Ich zuckte die Schultern: Sollte er mich doch hinschleppen, wohin er wollte. Ich bemühte mich zu zeigen, dass ich nicht sonderlich froh darüber war, was geschah. Dabei hatte er mich schon in seinen Bann gezogen. Mit den Zeugen Jehovas ergeht es mir stets genauso, wenn ich es nicht gleich im ersten Moment schaffe, sie wegzuschicken. Sie ziehen mich mit ihren Worten in den Bann. Mit ihrem kleinen einstudierten Text. Den sie letztlich an mich richten, denn mich haben sie sich ausgesucht, um ihren Text vorzutragen.

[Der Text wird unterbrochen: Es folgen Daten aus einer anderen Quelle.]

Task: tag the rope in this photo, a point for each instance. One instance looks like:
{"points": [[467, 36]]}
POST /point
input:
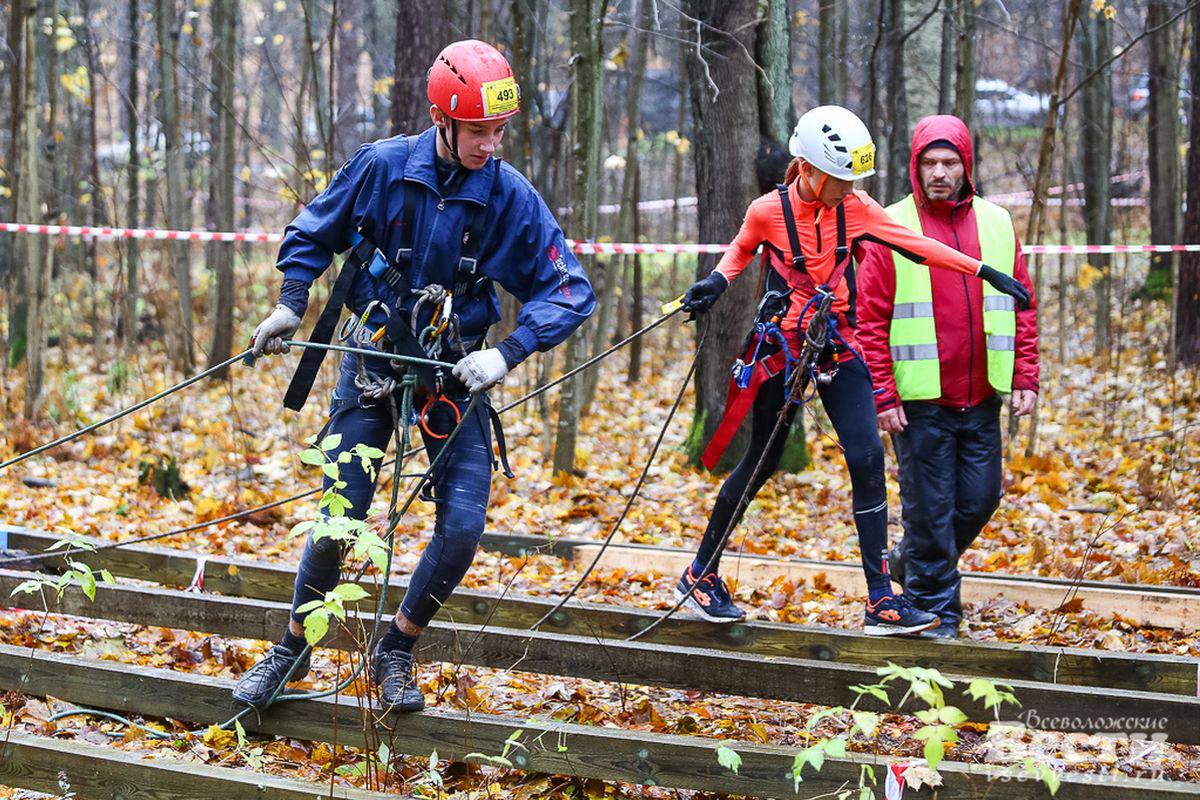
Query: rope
{"points": [[307, 493], [637, 487], [814, 342]]}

Sie ziehen mich in ihren Bann, indem sie das ganze einfältige Wohlwollen von sechstausend Jahren an mich richten.
„Ihr braucht also jemanden, der beim Tragen hilft?“, fragte ich, ein Lächeln unterdrückend, da ich wusste, dass die Sache mit dem Tragen nur ein Vorwand war.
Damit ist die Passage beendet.